Tradition : l’Essani un rituel Ekang qui divise

Au cours d’un deuil qui s’est tenu aux environs de Nkoabang, le 25 juillet 2026, deux patriarches ne se sont pas accordés sur la danse rituelle d’accompagnement du mort.

Cette dispute s’est déroulée en langue « kolo », communément appelée l’« ewondo ». « Blasphème, blasphème, blasphème ! Arrêtez-moi cette mascarade. Vous jouez l’Essani pour un bébé. Quelqu’un meurt à trente ans et vous jouez l’Essani. Vous avez perdu la tête ou quoi? », hurle le patriarche Mani. Ce dignitaire, venu de Binguela pour le deuil de son neveu de 27 ans, du côté de Nkolo I, vers Nkoabang, dans l’arrondissement de Nkolafamba, ne peut accepter de voir la coutume piétinée. Il exige que l’on cesse de jouer cette musique funèbre: « Au lieu de repousser la mort, vous l’appelez plutôt », martèle-t-il.
Devant l’assistance venue pour l’inhumation de Christian, ce gardien de la tradition rappelle les circonstances dans lesquelles on joue l’Essani. Selon lui, il faut d’abord avoir atteint un certain âge, c’est-à-dire être parvenu à maturité : « On nous a appris, et c’est toujours ainsi, que seule une personne qui a assez vécu reçoit cet honneur. » L’autre critère concerne la vie du défunt: « A-t-il laissé une maison ? A-t-il défriché un champ? S’est-il marié? A-t-il laissé des enfants? » Autre argument, et non des moindres: son rapport avec la société. « Le défunt avait-il une vie exemplaire? », interroge avec élégance le patriarche dans la cour du deuil. Il profite d’ailleurs de l’occasion pour donner une leçon aux jeunes: « C’est surtout pour vous, les jeunes, que je tiens ce discours », poursuit le patriarche Mani.

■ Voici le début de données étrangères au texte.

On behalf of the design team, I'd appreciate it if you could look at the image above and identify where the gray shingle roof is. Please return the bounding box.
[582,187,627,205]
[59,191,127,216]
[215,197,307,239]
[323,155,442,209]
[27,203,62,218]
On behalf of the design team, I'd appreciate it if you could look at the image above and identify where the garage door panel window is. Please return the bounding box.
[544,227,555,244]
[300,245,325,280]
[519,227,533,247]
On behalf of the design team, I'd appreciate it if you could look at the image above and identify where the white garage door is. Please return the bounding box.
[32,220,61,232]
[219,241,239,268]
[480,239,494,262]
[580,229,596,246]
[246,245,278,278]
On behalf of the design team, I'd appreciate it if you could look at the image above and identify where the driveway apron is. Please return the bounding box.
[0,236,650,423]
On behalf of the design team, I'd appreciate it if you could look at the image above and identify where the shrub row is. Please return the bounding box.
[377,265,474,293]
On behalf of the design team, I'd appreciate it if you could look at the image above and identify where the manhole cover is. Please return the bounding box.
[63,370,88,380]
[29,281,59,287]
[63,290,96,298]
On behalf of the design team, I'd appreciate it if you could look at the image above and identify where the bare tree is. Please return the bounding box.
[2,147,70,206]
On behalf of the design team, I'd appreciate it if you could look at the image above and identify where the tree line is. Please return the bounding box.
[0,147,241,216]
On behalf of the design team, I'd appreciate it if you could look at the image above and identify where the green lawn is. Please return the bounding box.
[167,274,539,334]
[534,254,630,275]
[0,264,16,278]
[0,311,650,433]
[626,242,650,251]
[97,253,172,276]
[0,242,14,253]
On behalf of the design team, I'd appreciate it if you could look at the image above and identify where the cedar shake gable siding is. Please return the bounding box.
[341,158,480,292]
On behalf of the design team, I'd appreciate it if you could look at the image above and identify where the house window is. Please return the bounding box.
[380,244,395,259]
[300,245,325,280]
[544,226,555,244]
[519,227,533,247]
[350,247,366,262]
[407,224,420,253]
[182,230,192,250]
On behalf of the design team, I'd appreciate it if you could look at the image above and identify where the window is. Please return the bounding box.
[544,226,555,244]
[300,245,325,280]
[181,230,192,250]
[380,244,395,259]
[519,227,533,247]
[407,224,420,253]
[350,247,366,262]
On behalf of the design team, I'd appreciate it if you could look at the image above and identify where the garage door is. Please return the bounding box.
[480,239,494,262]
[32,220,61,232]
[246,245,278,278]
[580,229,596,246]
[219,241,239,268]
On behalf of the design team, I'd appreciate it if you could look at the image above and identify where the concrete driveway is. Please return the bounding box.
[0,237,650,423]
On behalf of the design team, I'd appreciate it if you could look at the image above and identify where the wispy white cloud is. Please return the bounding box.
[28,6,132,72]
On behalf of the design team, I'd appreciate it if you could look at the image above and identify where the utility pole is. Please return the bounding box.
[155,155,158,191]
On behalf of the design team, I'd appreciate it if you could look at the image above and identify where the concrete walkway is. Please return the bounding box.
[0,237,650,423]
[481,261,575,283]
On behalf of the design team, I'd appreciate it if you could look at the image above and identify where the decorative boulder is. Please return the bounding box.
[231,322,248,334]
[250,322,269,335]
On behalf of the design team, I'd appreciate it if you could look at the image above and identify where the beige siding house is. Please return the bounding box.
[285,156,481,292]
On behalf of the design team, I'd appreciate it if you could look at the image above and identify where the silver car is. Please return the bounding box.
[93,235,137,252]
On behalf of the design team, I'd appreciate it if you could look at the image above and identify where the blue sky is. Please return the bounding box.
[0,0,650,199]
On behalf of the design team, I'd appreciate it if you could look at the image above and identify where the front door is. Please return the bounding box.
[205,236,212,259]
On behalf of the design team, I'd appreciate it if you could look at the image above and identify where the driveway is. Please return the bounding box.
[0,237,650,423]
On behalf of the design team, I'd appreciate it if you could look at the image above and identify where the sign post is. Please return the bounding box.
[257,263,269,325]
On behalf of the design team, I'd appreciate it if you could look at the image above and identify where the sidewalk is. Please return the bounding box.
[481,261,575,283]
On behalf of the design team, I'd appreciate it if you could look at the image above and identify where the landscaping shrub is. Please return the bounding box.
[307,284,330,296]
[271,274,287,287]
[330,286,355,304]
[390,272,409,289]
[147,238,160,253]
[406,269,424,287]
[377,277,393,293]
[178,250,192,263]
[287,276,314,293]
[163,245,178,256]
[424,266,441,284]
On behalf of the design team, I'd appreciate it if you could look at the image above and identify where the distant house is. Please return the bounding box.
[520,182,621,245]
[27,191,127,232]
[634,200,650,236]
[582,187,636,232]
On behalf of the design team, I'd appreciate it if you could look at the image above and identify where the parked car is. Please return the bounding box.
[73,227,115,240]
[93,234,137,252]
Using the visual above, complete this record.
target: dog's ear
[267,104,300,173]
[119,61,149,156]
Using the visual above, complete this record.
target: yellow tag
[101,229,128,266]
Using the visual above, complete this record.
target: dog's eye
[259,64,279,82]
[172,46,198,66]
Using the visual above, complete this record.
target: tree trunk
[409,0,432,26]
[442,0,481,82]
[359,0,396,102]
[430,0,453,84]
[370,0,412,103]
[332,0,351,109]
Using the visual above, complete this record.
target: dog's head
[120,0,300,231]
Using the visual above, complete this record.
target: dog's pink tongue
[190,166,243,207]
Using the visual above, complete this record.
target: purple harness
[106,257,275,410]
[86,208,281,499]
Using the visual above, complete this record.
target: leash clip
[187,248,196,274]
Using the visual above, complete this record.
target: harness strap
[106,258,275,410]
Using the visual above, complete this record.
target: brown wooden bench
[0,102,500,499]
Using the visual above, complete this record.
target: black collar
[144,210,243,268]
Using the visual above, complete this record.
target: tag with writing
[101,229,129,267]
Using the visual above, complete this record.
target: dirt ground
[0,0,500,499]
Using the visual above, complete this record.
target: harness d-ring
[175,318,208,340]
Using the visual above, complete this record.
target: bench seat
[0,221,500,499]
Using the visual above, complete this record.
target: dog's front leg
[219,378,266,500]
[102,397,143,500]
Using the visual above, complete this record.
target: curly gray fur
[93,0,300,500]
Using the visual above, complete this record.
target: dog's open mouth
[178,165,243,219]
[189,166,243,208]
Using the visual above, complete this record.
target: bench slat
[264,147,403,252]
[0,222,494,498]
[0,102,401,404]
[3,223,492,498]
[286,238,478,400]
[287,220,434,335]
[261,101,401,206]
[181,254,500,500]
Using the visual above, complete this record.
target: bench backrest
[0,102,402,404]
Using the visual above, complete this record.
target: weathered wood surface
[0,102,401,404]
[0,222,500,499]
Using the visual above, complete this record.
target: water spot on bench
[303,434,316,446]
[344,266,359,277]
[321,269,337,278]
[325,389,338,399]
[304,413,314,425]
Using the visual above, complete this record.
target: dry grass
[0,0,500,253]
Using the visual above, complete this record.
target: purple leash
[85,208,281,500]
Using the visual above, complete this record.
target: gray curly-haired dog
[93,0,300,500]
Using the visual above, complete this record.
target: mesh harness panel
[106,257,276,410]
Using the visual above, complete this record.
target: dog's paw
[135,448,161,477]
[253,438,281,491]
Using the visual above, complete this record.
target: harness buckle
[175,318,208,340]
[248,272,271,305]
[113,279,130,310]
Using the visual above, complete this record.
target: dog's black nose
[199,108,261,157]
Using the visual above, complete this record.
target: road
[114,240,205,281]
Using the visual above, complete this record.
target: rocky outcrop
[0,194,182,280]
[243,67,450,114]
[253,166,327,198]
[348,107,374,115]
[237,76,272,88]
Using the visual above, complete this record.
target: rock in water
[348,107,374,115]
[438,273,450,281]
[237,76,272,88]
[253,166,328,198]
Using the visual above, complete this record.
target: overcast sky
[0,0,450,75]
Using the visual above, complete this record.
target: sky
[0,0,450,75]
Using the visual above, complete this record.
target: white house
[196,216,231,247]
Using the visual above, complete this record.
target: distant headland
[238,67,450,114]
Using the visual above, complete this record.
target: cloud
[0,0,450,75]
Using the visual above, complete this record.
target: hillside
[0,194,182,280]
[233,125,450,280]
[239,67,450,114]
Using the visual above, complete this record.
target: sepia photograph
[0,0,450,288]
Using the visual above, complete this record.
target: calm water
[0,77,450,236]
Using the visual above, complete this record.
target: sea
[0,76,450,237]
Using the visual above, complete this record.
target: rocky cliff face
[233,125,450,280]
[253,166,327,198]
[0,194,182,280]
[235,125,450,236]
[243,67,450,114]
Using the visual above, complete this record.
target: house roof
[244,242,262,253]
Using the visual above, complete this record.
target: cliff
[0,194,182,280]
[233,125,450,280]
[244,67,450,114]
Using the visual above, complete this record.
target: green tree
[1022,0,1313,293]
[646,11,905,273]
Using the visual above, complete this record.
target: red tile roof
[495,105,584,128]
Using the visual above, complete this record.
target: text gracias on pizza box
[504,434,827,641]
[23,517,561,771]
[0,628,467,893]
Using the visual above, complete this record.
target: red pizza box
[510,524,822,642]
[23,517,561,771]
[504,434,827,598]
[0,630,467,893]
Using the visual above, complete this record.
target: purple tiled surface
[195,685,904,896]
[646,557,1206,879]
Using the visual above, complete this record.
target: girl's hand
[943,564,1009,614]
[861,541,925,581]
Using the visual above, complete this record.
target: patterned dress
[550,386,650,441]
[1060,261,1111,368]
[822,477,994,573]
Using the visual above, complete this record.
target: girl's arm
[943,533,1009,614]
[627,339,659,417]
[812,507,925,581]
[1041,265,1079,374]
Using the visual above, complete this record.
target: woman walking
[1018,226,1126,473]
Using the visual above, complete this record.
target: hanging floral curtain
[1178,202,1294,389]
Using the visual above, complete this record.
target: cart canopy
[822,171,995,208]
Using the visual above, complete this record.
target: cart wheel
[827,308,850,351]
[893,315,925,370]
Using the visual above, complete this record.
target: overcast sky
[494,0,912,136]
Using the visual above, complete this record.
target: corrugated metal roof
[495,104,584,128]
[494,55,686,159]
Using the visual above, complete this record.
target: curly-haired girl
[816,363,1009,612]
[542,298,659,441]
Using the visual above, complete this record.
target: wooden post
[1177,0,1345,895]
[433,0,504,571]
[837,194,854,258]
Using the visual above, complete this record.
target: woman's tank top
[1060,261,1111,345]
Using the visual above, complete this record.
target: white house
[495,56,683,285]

Après cette prise de parole inopinée, un silence de cimetière s’installe dans la cour du deuil. Les batteurs de tam-tam sont perdus. Le maître de cérémonie, Mbi Ntoum, le patriarche Noah, ne partage pas cet avis et n’accepte pas que l’on perturbe la cérémonie. « Dans ma cour, je n’accepte pas les écarts de comportement. C’est moi, en tant que Zomlo’o Mvog-Manga et détenteur des pouvoirs traditionnels, qui ait demandé aux batteurs de jouer l’Essani. Le défunt, qui n’est autre que mon petit-fils, laisse un enfant et il avait déjà doté sa femme, ce qui équivaut à un mariage. J’estime qu’à son jeune âge, il avait fondé une famille. » Cette voix dissonante crée un tohu-bohu, divisant de fait l’assistance en deux blocs antagonistes.
Quand les uns prennent le parti du patriarche Mani, d’autres soutiennent le patriarche Noah; seuls les jeunes restent dibutatifs durant le deuil. Les batteurs, pris de peur, refusent de jouer. Ils demandent aux protagonistes de s’accorder avant de reprendre: « On est dans la sorcellerie. Je ne joue plus tant que la situation ne s’arrange pas », indique Zélé, le chef du groupe. C’est l’arrivée du prêtre qui va calmer les esprits. Mais le débat ne fait que commencer.